Les boissons sucrées contiennent du sucre ajouté, notamment sous forme de saccharose ou de sirop de glucose-fructose dont les méfaits ont été largement rapportés sur LaNutrition.fr. Une équipe de l’Ecole de Santé publique de Harvard a estimé à 184 000 le nombre de décès dans le monde imputables aux boissons sucrées.

En France, même si la consommation de boissons sucrées n’atteint pas celle des Allemands ou des Américains, elle n’a cessé de croitre ces dernières années. Tous les moyens nécessaires devraient donc être mis en œuvre pour informer les consommateurs et les inciter à diminuer considérablement leur consommation de sodas et boissons et sucrées, y compris par des taxes. Voici pourquoi vous devriez éviter de boire des boissons sucrées et comment éduquer vos enfants dans ce sens…

Les boissons sucrées favorisent la graisse viscérale

Une  étude parue dans le journal Circulation rapporte que consommer des boissons sucrées chaque jour est associé à une augmentation de la graisse viscérale, qui elle-même augmente le risque de diabète et de maladie cardiaque.

La graisse viscérale est une graisse qui se trouve « en profondeur » autour d’un certain nombre d’organes comme le foie, le pancréas et les intestins. La graisse viscérale affecte la façon dont fonctionnent nos hormones et joue un rôle important dans la résistance à l’insuline, facteur de risque de diabète de type 2 et de maladie cardiaque.

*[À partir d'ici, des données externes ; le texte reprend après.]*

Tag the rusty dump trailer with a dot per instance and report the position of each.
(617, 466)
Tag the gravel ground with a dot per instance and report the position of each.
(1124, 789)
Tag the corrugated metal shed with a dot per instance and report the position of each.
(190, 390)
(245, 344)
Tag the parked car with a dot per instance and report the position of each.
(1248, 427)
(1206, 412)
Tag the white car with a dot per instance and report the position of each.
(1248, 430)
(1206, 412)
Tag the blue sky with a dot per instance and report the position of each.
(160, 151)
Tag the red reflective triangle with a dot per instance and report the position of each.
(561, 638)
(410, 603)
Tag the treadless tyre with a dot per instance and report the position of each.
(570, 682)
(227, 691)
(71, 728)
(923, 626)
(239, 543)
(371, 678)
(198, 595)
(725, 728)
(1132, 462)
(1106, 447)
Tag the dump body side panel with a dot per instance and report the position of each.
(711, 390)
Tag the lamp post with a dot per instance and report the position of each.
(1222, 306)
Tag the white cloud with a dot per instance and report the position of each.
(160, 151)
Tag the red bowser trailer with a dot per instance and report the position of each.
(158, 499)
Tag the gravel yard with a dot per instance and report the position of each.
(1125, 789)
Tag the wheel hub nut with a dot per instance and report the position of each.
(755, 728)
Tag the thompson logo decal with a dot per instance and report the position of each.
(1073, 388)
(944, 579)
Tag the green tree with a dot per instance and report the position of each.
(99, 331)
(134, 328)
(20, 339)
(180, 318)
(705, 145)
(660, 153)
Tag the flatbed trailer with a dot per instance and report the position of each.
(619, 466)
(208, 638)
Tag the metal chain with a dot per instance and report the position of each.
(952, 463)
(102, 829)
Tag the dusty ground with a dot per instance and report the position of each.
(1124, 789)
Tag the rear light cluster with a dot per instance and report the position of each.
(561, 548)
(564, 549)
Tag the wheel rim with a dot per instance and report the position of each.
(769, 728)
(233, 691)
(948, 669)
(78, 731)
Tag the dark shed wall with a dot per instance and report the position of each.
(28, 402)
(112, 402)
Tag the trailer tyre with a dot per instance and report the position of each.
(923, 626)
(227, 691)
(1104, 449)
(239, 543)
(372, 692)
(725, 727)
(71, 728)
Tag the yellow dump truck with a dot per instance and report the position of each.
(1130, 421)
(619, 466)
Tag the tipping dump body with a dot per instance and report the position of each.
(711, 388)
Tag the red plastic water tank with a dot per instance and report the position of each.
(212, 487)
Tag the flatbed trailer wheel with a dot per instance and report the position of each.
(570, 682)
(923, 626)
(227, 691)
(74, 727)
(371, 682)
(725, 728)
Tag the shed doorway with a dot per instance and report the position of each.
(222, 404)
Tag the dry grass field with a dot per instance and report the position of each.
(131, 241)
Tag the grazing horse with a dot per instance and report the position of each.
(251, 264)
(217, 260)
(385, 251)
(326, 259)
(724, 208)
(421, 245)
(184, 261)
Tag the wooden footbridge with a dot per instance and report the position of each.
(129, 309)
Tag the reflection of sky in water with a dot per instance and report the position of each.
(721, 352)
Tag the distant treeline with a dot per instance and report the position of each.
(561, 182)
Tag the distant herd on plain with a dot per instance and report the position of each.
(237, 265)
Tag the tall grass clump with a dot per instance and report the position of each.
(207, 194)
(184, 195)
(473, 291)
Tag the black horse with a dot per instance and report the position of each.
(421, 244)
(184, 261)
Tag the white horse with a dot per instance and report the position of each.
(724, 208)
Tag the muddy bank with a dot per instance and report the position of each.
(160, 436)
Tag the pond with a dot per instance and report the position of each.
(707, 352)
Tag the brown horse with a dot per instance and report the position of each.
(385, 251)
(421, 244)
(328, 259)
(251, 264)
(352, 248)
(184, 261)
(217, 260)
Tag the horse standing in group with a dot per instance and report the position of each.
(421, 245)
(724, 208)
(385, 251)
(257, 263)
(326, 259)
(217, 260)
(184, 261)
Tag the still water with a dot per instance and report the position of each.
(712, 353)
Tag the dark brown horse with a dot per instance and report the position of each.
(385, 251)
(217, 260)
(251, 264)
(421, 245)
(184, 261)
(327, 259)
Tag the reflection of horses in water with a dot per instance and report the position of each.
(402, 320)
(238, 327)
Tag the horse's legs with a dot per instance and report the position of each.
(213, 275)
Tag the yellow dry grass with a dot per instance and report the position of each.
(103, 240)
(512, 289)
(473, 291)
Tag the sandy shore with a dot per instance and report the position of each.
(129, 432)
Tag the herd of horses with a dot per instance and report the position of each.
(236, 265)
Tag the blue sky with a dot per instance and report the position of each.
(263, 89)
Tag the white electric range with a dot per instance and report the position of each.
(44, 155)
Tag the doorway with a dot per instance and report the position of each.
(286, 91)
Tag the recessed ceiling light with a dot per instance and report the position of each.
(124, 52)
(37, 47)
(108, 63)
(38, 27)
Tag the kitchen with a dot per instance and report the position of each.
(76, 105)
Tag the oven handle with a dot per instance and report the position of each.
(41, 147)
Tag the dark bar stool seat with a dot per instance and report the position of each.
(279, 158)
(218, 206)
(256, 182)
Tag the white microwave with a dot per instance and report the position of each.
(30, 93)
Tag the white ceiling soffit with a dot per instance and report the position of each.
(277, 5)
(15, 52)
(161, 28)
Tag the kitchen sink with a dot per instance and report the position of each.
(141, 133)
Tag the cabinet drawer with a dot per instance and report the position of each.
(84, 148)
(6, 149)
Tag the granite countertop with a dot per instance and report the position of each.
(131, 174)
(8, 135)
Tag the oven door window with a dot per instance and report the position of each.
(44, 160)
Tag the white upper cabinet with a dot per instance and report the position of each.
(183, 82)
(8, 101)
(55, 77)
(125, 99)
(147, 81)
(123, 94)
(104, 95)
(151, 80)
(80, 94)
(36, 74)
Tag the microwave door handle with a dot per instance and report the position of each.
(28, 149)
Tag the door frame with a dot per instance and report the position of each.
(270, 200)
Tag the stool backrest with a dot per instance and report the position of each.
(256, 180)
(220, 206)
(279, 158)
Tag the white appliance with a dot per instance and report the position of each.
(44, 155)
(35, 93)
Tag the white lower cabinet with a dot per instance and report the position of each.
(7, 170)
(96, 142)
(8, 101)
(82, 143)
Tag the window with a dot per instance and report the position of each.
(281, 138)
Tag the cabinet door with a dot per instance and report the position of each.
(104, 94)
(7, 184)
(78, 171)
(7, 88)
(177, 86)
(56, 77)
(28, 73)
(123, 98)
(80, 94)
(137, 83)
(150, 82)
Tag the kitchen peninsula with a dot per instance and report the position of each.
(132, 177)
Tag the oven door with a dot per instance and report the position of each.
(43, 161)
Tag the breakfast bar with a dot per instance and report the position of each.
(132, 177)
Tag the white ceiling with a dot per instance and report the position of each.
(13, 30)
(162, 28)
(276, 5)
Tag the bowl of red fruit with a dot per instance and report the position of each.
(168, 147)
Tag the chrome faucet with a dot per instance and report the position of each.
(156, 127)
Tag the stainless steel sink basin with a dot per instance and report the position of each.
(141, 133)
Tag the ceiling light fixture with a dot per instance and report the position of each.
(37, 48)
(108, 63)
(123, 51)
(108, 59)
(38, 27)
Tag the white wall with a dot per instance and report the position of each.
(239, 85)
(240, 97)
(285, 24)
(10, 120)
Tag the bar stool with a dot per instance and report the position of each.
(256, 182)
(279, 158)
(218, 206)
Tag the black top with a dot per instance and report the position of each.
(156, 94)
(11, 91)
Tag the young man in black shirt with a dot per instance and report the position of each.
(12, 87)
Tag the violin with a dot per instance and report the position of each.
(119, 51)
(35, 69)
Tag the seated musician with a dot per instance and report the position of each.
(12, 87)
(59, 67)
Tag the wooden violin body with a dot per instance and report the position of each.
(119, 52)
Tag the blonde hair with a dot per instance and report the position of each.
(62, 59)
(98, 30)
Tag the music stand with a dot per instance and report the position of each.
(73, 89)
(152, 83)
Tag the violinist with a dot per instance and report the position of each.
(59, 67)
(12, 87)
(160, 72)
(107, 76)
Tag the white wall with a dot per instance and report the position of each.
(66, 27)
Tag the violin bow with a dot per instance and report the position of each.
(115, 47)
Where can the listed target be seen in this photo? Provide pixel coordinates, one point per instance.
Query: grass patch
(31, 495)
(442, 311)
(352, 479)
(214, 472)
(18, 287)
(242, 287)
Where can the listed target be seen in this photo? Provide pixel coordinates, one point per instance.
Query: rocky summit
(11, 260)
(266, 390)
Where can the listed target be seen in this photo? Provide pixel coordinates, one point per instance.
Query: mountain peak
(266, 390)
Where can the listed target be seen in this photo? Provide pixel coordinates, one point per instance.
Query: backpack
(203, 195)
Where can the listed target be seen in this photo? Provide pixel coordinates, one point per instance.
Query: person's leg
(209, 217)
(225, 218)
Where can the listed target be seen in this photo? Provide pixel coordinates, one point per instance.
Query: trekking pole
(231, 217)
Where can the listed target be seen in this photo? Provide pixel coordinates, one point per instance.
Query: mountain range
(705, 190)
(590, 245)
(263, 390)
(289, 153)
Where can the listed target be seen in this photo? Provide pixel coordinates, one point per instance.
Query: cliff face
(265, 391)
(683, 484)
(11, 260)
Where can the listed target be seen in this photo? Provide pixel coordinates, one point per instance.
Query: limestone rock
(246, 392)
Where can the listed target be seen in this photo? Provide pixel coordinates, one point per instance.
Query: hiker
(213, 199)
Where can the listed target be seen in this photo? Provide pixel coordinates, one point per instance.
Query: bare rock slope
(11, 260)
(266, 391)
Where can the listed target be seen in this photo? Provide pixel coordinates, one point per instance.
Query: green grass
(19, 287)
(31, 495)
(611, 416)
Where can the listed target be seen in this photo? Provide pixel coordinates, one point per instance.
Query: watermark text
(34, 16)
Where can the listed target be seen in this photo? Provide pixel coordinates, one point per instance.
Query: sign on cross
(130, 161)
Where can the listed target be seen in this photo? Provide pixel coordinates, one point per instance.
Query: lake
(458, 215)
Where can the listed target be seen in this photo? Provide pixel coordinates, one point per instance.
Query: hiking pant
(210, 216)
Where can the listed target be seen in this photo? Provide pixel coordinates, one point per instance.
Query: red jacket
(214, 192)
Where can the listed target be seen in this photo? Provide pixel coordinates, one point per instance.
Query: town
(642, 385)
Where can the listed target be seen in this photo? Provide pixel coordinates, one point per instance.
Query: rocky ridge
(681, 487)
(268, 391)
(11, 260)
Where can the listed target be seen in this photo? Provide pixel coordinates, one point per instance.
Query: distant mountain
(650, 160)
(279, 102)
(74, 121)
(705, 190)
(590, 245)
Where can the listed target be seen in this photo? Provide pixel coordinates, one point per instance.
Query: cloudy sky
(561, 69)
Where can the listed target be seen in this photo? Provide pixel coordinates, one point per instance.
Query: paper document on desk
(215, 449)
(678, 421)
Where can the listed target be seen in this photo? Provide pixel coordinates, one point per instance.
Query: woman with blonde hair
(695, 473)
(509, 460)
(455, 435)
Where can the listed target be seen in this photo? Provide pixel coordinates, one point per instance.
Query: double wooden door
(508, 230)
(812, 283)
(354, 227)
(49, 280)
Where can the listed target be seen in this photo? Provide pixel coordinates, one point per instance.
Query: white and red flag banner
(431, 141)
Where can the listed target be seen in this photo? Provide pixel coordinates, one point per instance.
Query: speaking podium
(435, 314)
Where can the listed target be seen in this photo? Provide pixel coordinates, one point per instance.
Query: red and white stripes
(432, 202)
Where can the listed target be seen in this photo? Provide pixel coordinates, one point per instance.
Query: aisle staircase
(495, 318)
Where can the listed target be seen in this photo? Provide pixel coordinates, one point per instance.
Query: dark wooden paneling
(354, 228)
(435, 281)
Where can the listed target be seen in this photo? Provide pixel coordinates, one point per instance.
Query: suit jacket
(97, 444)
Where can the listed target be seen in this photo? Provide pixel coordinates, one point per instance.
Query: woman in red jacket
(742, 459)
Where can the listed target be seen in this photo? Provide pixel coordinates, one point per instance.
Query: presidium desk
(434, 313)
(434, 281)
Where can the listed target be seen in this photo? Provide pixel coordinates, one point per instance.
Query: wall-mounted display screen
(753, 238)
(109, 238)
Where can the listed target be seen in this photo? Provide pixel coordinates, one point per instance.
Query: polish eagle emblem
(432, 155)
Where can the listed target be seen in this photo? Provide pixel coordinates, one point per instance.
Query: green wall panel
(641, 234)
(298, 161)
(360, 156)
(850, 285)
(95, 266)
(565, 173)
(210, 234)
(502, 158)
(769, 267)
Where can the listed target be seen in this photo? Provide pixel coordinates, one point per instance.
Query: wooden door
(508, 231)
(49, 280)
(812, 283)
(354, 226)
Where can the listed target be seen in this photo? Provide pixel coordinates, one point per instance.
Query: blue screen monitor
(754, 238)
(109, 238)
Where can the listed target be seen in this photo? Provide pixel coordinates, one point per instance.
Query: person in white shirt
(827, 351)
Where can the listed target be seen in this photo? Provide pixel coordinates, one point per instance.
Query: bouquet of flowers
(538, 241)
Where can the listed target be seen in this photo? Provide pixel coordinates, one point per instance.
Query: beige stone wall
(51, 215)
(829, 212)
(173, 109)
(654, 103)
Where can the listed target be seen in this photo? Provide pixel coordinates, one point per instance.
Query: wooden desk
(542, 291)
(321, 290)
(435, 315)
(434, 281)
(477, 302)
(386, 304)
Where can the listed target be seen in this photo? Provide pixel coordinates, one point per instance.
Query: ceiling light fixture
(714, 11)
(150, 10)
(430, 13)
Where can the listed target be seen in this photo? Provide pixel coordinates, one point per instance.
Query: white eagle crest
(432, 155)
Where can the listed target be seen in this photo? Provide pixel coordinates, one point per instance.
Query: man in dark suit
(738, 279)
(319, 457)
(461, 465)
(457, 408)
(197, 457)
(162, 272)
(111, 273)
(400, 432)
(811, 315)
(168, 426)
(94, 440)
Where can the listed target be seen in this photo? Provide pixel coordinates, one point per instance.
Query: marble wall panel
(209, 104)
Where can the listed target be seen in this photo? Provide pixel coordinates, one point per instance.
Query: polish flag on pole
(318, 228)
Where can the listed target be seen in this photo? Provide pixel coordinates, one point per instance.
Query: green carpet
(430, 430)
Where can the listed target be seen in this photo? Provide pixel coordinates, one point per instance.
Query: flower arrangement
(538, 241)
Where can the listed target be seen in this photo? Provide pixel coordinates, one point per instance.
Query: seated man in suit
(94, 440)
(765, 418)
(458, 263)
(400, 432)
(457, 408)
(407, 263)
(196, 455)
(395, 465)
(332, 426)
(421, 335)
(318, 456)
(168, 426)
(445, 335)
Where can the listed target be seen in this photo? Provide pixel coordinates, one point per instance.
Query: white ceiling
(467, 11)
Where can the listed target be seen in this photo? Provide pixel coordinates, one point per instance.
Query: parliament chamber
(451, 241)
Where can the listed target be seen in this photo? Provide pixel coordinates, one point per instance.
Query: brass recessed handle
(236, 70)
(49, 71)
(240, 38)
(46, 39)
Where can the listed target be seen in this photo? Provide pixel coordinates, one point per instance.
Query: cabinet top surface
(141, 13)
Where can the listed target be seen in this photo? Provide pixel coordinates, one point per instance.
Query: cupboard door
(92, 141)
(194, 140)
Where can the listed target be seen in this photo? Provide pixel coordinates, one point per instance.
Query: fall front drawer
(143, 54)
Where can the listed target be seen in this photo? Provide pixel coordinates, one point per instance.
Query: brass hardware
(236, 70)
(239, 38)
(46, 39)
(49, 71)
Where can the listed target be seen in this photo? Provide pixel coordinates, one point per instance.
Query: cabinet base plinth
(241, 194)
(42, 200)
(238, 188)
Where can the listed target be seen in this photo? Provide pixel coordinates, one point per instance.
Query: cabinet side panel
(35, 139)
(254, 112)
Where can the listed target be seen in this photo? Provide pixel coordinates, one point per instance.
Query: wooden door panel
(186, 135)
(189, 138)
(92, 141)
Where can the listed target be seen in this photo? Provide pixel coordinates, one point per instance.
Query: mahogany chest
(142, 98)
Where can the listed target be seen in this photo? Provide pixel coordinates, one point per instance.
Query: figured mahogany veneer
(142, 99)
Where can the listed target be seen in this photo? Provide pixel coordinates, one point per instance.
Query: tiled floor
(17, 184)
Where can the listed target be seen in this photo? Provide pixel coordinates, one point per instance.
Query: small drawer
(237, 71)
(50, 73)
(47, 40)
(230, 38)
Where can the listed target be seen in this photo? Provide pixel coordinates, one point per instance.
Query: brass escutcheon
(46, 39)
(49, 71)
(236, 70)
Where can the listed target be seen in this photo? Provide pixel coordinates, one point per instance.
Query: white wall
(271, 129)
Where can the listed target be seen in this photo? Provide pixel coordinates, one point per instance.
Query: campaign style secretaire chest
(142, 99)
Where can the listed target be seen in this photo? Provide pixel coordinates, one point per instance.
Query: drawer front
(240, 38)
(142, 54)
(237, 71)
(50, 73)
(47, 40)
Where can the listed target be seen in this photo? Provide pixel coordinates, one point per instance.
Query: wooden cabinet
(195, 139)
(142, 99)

Parmi les 1003 participants de l’étude, ceux qui boivent au moins une boisson sucrée par jour présentent une augmentation de leur graisse viscérale de 852 cm3 après 6 ans de suivi contre seulement 658 cm3 chez ceux qui n’en boivent jamais.

Elles augmentent le risque de NAFLD

Une étude parue en février 2021 dans The American Journal of Clinical Nutrition rapporte que la consommation régulière de boissons sucrées augmente le risque de développer une stéatose hépatique non alcoolique (NAFLD), ou maladie du foie gras, qui se caractérise par une accumulation de graisse au niveau du foie. La NAFLD concerne environ un quart de la population mondiale. Les personnes touchées par la NAFLD ont un risque accru de maladies cardiovasculaires, de diabète de type 2 et d’insuffisance rénale chronique. Seules des modifications du mode de vie peuvent prévenir ou traiter la maladie.

Dans cette étude, les chercheurs ont évalué la consommation de boissons sucrées chez 14 845 participants qui, au début de l’étude, ne présentaient pas d’anomalies hépatiques, ni de maladies cardiovasculaires ou de cancers. Au cours du suivi, 2888 personnes ont reçu un diagnostic de NAFLD.

Résultats : un lien a été trouvé entre la consommation d'une boisson sucrée par semaine et un risque de NAFLD augmenté de 18%  par rapport à une consommation inférieure à une boisson sucrée par semaine (groupe de contrôle). Boire 2 à 3 boissons sucrées par semaine semble élever ce risque de 23% et à partir de 4 boissons sucrées par semaine le risque de NAFLD est augmenté de 47%.

Le sucre ajouté dans les boissons sucrées favorisent la résistance à l’insuline et l’inflammation qui alimentent le développement de la NAFLD.

Lire aussi : le fructose ajouté transforme le foie des enfants en "foie gras"

Même light, elles augmentent le risque de diabète

Une étude française menée auprès de 66188 femmes confirme une association entre la consommation de boissons sucrées et le risque de diabète de type 2. Mais elle révèle également un risque de diabète plus élevé avec des boissons dites "light" qui renferment des édulcorants artificiels, qu’avec des boissons sucrées.

Les résultats montrent que les femmes qui consomment des boissons sucrées "light" en boivent plus que celles qui consomment des boissons sucrées "normales" (2,8 verres/semaine soit 568 mL contre 1,6 verres/semaine soit 328 mL en moyenne, respectivement).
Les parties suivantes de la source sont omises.